Absolument ! Les enseignants sont formés et payés pour instruire or, on leur demande de plus en plus d’éduquer. Non seulement ce n’est pas leur rôle, mais c’est aussi très compliqué, car le nombre d’enfants agressifs a beaucoup augmenté. Les problèmes anxieux de ces gamins ne naissent pas à l’École, mais c’est là qu’ils s’y expriment.

 

À mon époque nous faisions beaucoup de bêtises, mais nous admirions nos profs et cela ne posait aucun problème entre nous. Bien sûr, une très large majorité d’élèves continue d’avoir de l’estime pour leurs enseignants, mais ce sont les élèves les plus rebelles qui impriment l’ambiance d’une classe. En 2015, les élèves qui apprécient les enseignants sont une majorité… silencieuse.

 

 

— Comment le psychiatre explique-t-il que l’école cristallise systématiquement les tensions dans la société ?

 

Parce que s’y joue quelque chose de fondamental, ce dont nous avons tous conscience.

 

L’enjeu social de l’école est devenu faramineux.
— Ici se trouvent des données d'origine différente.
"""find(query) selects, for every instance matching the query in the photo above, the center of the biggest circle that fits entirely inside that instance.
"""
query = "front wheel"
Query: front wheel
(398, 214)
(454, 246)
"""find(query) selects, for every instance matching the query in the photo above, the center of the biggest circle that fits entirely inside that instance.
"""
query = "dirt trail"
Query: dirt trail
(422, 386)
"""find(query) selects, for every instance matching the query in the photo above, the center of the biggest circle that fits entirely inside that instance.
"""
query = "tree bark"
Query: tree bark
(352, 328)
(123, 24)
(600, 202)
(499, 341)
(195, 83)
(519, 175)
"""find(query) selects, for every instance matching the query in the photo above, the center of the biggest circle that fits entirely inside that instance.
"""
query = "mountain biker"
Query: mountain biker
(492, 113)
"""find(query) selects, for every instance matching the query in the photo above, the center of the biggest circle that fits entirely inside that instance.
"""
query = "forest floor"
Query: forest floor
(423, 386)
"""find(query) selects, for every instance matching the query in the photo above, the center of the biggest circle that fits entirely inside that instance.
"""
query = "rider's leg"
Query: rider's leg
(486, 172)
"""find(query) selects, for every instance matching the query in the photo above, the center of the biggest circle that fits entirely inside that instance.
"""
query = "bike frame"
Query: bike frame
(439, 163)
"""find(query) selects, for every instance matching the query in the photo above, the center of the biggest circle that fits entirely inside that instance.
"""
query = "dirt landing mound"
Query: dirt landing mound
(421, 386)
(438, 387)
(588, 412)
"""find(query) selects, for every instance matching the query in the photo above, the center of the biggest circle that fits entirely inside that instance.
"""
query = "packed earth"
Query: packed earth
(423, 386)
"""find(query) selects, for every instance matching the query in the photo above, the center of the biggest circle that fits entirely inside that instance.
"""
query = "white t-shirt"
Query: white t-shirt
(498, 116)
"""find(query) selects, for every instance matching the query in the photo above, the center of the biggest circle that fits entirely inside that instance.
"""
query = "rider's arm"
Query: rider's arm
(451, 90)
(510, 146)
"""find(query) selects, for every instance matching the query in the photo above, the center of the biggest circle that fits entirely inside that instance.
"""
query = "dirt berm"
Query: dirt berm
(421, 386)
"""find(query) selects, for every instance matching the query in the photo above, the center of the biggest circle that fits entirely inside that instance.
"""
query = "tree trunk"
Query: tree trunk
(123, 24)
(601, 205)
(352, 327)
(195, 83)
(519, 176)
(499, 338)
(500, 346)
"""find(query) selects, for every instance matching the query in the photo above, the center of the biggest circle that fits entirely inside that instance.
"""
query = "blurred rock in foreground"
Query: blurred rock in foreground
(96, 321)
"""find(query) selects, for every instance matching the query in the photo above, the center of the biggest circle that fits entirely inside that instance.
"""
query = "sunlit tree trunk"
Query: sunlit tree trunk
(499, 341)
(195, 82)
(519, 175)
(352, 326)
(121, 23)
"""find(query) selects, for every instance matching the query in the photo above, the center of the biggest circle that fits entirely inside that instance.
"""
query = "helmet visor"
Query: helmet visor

Quand j’étais enfant, il y avait un concours d’entrée pour accéder au lycée. Sur 40, quatre ont été autorisés à se présenter à l’examen, trois ont été reçus, dont votre serviteur. Mais il n’y avait aucune humiliation pour les autres, tout aussi fiers que nous d’aller apprendre un métier d’artisan, d’ouvrier ou de paysan. Aujourd’hui les parents associent le fait de rater sa scolarité à celui de rater sa vie. Et désormais ce qui construit notre identité sociale, c’est le diplôme. Résultat, la « sélection » est extrêmement forte et précoce. Tout cela avec l’aval des parents qui surinvestissent le rôle de l’école ; il suffit de constater combien d’entre eux paniquent à l’idée que l’on puisse assouplir des rythmes scolaires alors que toutes les études sérieuses en ont confirmé le bien-fondé.

 

 

— Justement, si vous occupiez pendant quelques heures le fauteuil de ministre de l’Éducation nationale, quelle(s) décisions(s) prendriez-vous ?

 

Celle de fuir ce poste à toutes jambes ! (rires) L’enjeu est si grand, l’institution si lourde à manœuvrer qu’elle me semble impossible à réformer. Nous serions toutefois bien inspirés de prendre exemple sur les pays nordiques. Comme eux, il nous faudrait nous intéresser à la sécurisation des tout petits, retarder leur entrée à l’école, ne pas attribuer de notes en primaire, raccourcir la durée des cours, confier des activités éducatives à des tiers issus du monde de la culture ou du sport, etc. Dans les pays d’Europe du Nord, on recense 1 % d’illettrés ; ils sont plus 10 % en France. Chez eux le nombre de suicides d’adolescents a diminué de 40 % en 10 ans ; chez nous c’est un fléau.

  

Il ne faut jamais oublier que l’intelligence est incroyablement plastique, qu’un mauvais élève peut devenir bon en l’espace de quelques mois quand il est dans un milieu sécure. Or, plus un système est rigide – et le nôtre l’est – moins il tient compte de cette plasticité de l’intelligence.

 

 

 

Par Olivier Van Caemerbèke - vousnousils.fr - le 8 juin 2015.